Ethiopia has grand ambitions for its tiny auto industry.

It is seeking to transform a handful of assemblers that bolt together imported kits into a network of factories that can make the country Africa’s biggest car manufacturer over the next two decades.

It is part of a vision to turn a nation that is among the poorest in Africa into an industrial centre that no longer relies on fickle weather patterns that periodically devastate the agrarian economy and leave its people hungry.

Plans are taking shape in industrial zones around Addis Ababa and the northern city of Mekelle, where Ethiopian firms and Chinese partners assemble the vehicle kits.

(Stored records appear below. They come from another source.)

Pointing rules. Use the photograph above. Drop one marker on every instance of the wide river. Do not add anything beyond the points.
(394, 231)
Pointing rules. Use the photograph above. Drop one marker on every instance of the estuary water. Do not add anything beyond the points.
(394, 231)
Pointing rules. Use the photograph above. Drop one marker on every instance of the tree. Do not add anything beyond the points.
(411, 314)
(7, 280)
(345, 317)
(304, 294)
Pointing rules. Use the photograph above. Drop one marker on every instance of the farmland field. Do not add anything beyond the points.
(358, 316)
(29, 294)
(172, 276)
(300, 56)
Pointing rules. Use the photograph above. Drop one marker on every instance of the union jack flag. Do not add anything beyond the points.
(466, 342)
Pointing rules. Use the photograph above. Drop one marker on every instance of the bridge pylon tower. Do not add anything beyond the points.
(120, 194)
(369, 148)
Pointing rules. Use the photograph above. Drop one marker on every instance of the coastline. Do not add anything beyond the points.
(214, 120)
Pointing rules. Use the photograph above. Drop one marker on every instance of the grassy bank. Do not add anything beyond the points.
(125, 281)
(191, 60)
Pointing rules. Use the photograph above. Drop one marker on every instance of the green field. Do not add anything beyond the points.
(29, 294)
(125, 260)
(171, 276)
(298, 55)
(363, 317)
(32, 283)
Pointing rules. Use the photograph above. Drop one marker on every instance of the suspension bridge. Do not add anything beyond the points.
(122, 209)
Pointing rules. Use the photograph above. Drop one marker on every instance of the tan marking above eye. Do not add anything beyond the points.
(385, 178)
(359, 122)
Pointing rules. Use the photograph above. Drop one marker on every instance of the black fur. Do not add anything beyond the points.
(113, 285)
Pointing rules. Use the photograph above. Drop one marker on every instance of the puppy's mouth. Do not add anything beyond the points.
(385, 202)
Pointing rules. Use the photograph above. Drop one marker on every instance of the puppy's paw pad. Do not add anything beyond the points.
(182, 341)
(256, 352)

Ethiopia produces about 8,000 commercial and other vehicles a year for the home market, about a quarter of which are cars. But executives say they have the capacity to make more if they could obtain extra foreign exchange to import kits in greater numbers.

The nation imported more than 38,000 assembled cars in 2015, a more than 50 per cent increase on 2014.

“There is a lot of potential for growth,” said Ma Qun, deputy manager of China’s Lifan auto group in Ethiopia, which has the capacity to assemble 5,000 cars a year but whose output is less than a fifth of that. “We want to start exporting from Ethiopia by 2018, or a year later.”

For now, Ethiopia is a minnow in African terms. South Africa and Morocco are involved in the full manufacture of vehicles annually making more than 600,000 and 200,000, respectively.

The scale of the challenge is formidable. South Africa boasts a big domestic market to drive the industry, with annual per capita income of $6,800 (Sh680,000) compared to Ethiopia’s meagre $550 (Sh55,000), according to World Bank data for 2014. Morocco, with annual per capita income of about $3,070 (Sh307,000), lies only a short distance across the water from the huge European market.

Assemblers in Ethiopia, which put together Chinese brands Geely, FAW and BYD as well as Lifan, face other hurdles, notably in obtaining dollars to import kits given the nation’s scant currency reserves. They are also battling to reassure consumers about quality.

But Ethiopia has delivered on ambitious targets before, boasting one of Africa’s fastest-growing economies for more than a decade. New dams have turned the country into an electricity exporter and it has a rapidly expanding transport network.

“The aim is to become a leading manufacturing hub in Africa,” State Minister for Industry Tadesse Haile said.

“We want to become the top producer of cars on the continent in 15 or 20 years.”

The land-locked nation of 97 million people desperately needs a new fleet of cars. The streets of Addis Ababa are filled with dilapidated vehicles. A new middle class is slowly emerging to push up demand.

To encourage the industry, Ethiopian-assembled cars receive tax breaks when local input exceeds 10 per cent, executives said. One of the Geely models put together in Ethiopia sells for 300,000 birr (Sh1.4 million) while an already completed imported version would cost over a third more.

The industry is still based on fixing together “semi-knockdown” kits that come in a 1,000 or so pieces each. But the aim is to shift to “complete knockdown” kits, requiring greater local input, in five years or less.